Le rideau s’ouvre alors sur cette ribambelle de petits monstres, vous êtes dans le palais des merveilles (« Entrez au Palais des Merveilles ! Trois francs six sous, ça fait pas cher ! Et ça émerveille !« ), le cirque Tim Burton, où la tératologie devient poétique, où le macabre côtoie la tendresse !

« He wasn’t soft and pink
with a fat little tummy ;
he was hard and hollow,
a little boy mummy. »

Ce petit recueil de comptines en vers (pour grands enfants), illustré par l’auteur, s’adresse évidemment aux amoureux de l’univers burtonien, si vous n’êtes pas adepte de l’humour noir, du gothique, de la tendre cruauté ou de l’horreur sublime (oxymore © Jules Michelet), passez votre chemin, cette collection de « freaks » vous laisserait sans aucun doute de marbre…

Pas sans rappeler, dans la forme, le Beastly Baby de Ogred Weary (anagramme d’Edward Gorey), le fond est bien différent, on ressent à la lecture de La triste fin du petit enfant huître et autres histoires, toute l’affection (et même l’empathie) que l’auteur porte à ces gamins marginaux.

De courts poèmes et des illustrations magiques brossent cette galerie d’une vingtaine de portraits de petits monstres attachants au destin tragi-comique. Les thèmes de prédilection de Burton sont évidemment le leitmotiv de cette oeuvre : le rejet provoqué par la différence, l’enfance déchue, l’amour impossible… Un savoureux mélange de tout ce qui fait l’attrait d’Edward Scissorhands, de L’Étrange Noël de monsieur Jack, des Noces funèbres

Les textes seront à lire de préférence en version originale car la traduction française des poèmes par René Belletto est de facture trop classique, à vouloir trop respecter la rime (ce qui n’est pas le cas de Tim Burton) le traducteur a perdu en partie la substantifique moelle de l’oeuvre.

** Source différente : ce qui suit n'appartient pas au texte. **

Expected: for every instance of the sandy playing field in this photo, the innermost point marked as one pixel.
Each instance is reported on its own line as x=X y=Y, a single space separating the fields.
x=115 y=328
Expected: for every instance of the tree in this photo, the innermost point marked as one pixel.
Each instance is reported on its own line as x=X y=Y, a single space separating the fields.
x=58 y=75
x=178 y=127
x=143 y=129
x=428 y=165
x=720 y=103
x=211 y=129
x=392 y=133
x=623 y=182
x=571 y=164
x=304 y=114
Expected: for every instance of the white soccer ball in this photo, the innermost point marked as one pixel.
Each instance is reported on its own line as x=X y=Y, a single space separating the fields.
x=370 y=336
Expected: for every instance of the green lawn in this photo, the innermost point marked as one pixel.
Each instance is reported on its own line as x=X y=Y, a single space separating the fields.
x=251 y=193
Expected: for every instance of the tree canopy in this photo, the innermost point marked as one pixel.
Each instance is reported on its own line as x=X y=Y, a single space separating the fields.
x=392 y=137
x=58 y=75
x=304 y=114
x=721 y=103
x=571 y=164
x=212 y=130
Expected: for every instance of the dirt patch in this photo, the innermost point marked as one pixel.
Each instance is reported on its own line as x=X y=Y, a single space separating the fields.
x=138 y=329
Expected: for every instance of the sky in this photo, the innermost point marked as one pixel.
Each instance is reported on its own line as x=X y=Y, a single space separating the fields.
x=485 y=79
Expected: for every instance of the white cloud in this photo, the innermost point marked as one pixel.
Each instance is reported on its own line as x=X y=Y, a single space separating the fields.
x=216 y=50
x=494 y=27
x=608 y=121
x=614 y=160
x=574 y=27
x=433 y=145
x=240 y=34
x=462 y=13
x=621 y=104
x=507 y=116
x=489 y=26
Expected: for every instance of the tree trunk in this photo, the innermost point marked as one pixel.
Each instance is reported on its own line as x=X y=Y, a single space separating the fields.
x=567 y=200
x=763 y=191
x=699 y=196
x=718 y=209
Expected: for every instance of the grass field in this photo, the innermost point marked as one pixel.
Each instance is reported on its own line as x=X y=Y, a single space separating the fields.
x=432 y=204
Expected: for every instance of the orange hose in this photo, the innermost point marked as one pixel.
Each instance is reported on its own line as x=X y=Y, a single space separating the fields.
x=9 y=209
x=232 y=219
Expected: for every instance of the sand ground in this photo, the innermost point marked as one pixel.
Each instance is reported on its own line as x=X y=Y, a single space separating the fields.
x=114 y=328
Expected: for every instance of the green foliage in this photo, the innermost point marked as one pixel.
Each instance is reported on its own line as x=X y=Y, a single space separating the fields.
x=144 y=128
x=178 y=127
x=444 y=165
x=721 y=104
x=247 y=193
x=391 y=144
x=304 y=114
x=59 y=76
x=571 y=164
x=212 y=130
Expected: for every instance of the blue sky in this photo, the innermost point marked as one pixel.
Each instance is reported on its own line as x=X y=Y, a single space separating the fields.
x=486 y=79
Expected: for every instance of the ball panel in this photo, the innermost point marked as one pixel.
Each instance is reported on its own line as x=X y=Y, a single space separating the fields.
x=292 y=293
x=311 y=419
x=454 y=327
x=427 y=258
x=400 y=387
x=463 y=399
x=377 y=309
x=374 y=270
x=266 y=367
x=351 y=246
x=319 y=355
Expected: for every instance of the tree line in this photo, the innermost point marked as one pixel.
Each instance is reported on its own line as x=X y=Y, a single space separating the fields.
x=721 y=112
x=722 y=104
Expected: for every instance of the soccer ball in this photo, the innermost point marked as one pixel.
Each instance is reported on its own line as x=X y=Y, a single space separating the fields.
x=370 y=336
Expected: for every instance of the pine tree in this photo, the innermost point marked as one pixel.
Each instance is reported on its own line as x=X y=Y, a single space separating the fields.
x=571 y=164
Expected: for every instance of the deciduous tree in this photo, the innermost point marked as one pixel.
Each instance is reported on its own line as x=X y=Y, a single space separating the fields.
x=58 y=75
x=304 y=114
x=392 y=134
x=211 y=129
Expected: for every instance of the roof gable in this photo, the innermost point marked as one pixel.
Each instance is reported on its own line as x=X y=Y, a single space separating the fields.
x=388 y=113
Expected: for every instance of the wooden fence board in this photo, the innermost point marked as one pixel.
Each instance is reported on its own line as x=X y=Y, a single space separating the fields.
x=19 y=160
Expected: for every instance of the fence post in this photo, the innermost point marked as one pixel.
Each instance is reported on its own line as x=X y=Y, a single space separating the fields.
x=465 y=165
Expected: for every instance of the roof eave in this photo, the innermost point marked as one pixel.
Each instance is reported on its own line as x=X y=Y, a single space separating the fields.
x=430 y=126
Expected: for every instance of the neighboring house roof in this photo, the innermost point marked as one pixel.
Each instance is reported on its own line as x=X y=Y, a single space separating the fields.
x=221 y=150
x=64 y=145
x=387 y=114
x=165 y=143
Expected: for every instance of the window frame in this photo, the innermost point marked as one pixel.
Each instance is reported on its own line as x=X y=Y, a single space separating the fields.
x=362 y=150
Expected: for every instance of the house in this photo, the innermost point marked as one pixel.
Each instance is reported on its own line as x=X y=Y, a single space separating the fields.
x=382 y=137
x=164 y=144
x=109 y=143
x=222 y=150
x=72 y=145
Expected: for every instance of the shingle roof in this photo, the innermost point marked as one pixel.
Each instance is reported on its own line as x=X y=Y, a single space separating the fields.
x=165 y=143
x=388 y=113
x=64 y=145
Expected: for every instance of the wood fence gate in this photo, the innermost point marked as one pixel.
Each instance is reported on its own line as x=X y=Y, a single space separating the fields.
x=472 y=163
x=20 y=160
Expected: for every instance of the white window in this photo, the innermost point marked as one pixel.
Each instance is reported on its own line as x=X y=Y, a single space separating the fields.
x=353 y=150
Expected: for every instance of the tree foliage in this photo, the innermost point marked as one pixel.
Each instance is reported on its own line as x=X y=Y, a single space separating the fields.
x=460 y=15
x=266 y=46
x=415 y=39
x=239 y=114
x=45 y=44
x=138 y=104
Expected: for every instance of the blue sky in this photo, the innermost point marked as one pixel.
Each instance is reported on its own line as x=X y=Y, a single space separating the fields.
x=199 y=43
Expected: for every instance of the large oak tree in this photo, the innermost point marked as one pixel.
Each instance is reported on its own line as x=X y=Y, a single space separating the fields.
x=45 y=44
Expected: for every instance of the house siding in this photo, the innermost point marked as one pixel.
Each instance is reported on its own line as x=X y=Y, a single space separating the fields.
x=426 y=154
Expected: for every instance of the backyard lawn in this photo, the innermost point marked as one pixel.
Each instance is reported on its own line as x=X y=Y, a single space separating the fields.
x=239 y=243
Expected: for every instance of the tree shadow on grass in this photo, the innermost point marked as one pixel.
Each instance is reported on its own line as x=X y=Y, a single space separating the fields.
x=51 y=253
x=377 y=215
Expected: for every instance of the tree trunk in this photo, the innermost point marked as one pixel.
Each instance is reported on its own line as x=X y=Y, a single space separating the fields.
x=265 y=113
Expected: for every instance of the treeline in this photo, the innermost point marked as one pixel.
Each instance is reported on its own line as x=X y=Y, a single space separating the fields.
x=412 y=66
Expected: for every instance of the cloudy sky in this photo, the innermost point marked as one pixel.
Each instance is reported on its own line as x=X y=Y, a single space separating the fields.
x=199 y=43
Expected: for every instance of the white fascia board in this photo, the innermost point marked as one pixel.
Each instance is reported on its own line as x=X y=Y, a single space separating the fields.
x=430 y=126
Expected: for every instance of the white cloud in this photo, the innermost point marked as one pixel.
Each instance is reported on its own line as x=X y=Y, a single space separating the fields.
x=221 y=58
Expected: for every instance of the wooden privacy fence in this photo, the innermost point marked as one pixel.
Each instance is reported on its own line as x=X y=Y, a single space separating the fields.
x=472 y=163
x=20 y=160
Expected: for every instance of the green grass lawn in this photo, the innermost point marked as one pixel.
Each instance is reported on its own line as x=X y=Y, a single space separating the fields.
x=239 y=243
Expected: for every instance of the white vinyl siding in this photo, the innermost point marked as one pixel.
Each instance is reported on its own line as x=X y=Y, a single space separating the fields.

La note du blogounet : ★★★★★★★★★☆ 

Paru en 1998  en format poche bilingue aux Éditions 10/18 dans la collection « Littérature Étrangère » et réédité en 2008 en édition spéciale.

Un Commentaire

  1. Il y a 24h je découvrais « Edward aux mains d’argent »…aussi sucré qu’acidulé, aussi magnifique que tragique, les Desperate Housewives n’ont rien inventé !!!
    Bravo pour cette belle définition du style « Burton » qui plus est, tombe à pique…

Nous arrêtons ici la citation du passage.